Among the most-important considerations for any regulatory body is the fundamental health of the industries regulated, the counterpoint to promoting and protecting consumer welfare and interests.
And there is room to argue that the fundamental health of the communications services industry is an open question, under dynamic conditions. Why as the European Commission deregulated fixed network voice services?
It isn’t just that plenty of competition exists. The EC also is facing declining revenues for the whole industry. Sooner or later, that means less ability to invest in the next generation of facilities.
To reiterate, EC regulators have twin objectives. They must protect consumers and promote consumer welfare. But EC regulators also must try to ensure the fundamental ability of the industry to keep investing.
It might not be easy to balance the twin objectives. But maintaining balance arguably is harder under conditions when end user demand is shifting, undermining industry revenue streams.
To be sure, regulators have the obligation of protecting consumer welfare. But they also have the obligation to ensure the industry supplying communications remains viable and healthy.
That is a point recently reiterated by the European Commission's Digital Agenda staff.
“Regulation must be targeted and balanced in a way that addresses the true obstacles to effective competition in the sector: an excessive regulatory burden on operators would stifle investment and innovation,” a Commission paper argues.
“Too little regulation” also can be a problem, if it limits competition. “Regulation must promote...efficient investment and innovation in the interest of end users,” the staff paper argues.
Also, a “dynamic and forward-looking” approach that recognizes evolving market conditions also is necessary, the paper
In other words, markets might be effectively competitive, without additional regulation.

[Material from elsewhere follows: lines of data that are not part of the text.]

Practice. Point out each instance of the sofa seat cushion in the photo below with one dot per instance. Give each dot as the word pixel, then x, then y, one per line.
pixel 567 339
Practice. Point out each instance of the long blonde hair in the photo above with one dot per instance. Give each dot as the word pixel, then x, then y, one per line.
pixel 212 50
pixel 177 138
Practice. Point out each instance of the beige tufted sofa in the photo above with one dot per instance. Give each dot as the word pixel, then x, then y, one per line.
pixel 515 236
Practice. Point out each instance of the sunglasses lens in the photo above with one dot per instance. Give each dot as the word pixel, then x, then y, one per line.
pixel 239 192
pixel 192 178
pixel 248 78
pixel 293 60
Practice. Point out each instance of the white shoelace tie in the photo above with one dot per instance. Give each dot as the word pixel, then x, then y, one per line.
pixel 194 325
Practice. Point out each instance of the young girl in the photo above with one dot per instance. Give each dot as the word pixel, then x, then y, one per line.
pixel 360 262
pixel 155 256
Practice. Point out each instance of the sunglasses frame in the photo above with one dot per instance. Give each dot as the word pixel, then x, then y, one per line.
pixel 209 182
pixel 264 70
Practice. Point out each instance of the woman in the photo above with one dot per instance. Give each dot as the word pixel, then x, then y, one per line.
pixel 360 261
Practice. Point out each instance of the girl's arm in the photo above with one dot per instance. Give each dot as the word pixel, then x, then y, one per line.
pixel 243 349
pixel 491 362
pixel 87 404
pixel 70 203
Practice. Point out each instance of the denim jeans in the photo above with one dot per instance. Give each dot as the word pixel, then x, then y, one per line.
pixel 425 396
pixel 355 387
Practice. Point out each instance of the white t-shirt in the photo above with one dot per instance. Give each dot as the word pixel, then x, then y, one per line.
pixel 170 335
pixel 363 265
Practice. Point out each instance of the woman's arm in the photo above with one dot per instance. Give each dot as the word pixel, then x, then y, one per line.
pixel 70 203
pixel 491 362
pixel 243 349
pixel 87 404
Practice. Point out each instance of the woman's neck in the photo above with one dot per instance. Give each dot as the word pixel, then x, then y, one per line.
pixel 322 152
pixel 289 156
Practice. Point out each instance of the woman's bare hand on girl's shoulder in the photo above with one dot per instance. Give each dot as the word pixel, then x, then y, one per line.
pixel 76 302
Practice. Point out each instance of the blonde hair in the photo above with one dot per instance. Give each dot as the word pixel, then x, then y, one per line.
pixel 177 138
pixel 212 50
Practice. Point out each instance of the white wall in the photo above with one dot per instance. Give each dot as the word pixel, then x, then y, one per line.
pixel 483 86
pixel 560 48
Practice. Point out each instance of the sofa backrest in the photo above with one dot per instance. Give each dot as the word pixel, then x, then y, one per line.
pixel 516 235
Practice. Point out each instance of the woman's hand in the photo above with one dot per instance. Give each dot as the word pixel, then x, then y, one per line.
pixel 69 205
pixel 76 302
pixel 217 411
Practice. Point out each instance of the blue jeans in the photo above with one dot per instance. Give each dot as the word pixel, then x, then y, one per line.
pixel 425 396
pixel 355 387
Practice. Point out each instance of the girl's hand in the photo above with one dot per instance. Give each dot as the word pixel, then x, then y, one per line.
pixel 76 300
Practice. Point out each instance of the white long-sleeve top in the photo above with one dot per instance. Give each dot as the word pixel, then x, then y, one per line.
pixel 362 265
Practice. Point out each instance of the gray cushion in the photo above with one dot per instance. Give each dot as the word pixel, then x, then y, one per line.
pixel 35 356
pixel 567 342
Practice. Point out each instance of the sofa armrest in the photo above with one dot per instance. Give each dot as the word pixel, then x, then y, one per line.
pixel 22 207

Barriers to entry might likewise disappear over time, either for technological reasons or because earlier policies have succeeded.
Intermodal competition, as when facilities-based cable TV providers or independent Internet service providers enter a market are able to compete with telcos, can change competitive dynamics as well. In other words, effective competition can exist even when formal regulatory mechanisms are not in place.
Convergence of previously distinct markets also could increase competition. Also, end user demand changes over time.
That is why the EC recently decided to deregulate voice services within the European community.